July 4, 2019 (Original Post)
The day after the 2019 NBA Draft, both Zion Williamson and the New Orleans Pelicans filed trademark applications for “Let’s Dance.”
Zion Williamson filed four separate applications. The applications filed by Zion indicate that the top pick in this year’s NBA draft has an intent to offer “computer games, video games, mobile applications, bags, luggage, a clothing brand, and toys” under the “Let’s Dance” trademark. On the other hand, The Pelicans filed two applications. The Pelicans filings covered items such as basketball games, basketball camps, and, a clothing brand.
Ultimately, the New Orleans Pelicans beat Zion Williamson to the trademark office by a few hours. The Pelicans’ filings were made around 3:30PM on Friday, June 21st, while Zion’s applications were filed around 8:30PM on the same day. When it comes to trademarks, the person or entity that files first gets the federal priority on the trademark. In this case, by beating Zion Williamson to the trademark office by about five hours, in theory, the New Orleans Pelicans have the priority on the “Let’s Dance” trademark. Assuming the Pelicans’ applications are approved, this will cause the denial of Williamson’s applications.

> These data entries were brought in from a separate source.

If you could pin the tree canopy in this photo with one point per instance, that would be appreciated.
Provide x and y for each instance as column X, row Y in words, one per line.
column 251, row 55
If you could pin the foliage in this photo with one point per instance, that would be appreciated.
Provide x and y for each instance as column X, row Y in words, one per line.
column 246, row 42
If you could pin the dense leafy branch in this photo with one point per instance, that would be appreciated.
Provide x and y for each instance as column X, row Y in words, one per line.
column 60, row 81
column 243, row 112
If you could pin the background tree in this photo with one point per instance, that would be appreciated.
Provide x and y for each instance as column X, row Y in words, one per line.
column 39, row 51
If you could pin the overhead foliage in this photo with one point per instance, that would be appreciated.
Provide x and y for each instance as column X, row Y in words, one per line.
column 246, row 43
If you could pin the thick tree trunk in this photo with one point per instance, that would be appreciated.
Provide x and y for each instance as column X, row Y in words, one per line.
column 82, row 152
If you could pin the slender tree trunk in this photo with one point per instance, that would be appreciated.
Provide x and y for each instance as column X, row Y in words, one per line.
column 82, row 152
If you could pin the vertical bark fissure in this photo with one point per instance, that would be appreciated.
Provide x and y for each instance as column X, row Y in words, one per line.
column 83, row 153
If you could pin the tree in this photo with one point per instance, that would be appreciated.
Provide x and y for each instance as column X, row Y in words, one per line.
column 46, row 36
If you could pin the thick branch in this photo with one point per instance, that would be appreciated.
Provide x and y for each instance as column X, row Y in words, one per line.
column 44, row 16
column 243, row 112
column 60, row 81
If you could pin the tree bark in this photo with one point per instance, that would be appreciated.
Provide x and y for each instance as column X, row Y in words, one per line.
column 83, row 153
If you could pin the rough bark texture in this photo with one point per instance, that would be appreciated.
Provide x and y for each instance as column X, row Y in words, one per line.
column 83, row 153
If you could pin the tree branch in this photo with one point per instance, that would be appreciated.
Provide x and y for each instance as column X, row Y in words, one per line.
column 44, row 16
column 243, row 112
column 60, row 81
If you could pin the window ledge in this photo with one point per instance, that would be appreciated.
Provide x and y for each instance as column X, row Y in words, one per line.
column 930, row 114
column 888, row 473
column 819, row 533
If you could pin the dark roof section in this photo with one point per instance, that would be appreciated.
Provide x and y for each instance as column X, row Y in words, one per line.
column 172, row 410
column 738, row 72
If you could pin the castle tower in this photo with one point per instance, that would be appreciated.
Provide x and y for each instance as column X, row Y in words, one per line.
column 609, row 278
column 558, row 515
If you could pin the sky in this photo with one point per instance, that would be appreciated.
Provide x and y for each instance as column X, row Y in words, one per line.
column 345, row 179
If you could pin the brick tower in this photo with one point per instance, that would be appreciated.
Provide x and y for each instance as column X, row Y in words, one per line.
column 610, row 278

This very much appears to be a case of the left hand not knowing what the right hand is doing. It would be very unlikely that a team that just drafted Zion Williamson, as the number one pick in the 2019 draft, would want a trademark dispute with their new superstar. It would be surprising if there was not an amicable resolution to who owned the trademark. Nevertheless, it is highly ironic that they both decided they were going to file trademark applications for “Let’s Dance” the day after the NBA draft.
July 18, 2019 (UPDATE):
New Orleans Pelicans withdrawal trademark filings for LET’S DANCE, clearing the way for Zion Williamson’s filings.
On July 15, the New Orleans Pelicans filed to withdraw the two trademark applications they filed for “Let’s Dance,” to, presumably, clear the way for Zion Williamson to own the phrase himself. Williamson, on the other hand, has gone on to file ten additional applications for the phrase, leaving him with 13 applications in total. The filings cover things such as promoting basketball tournaments, beverages, clothing, bath linens, glassware, and more.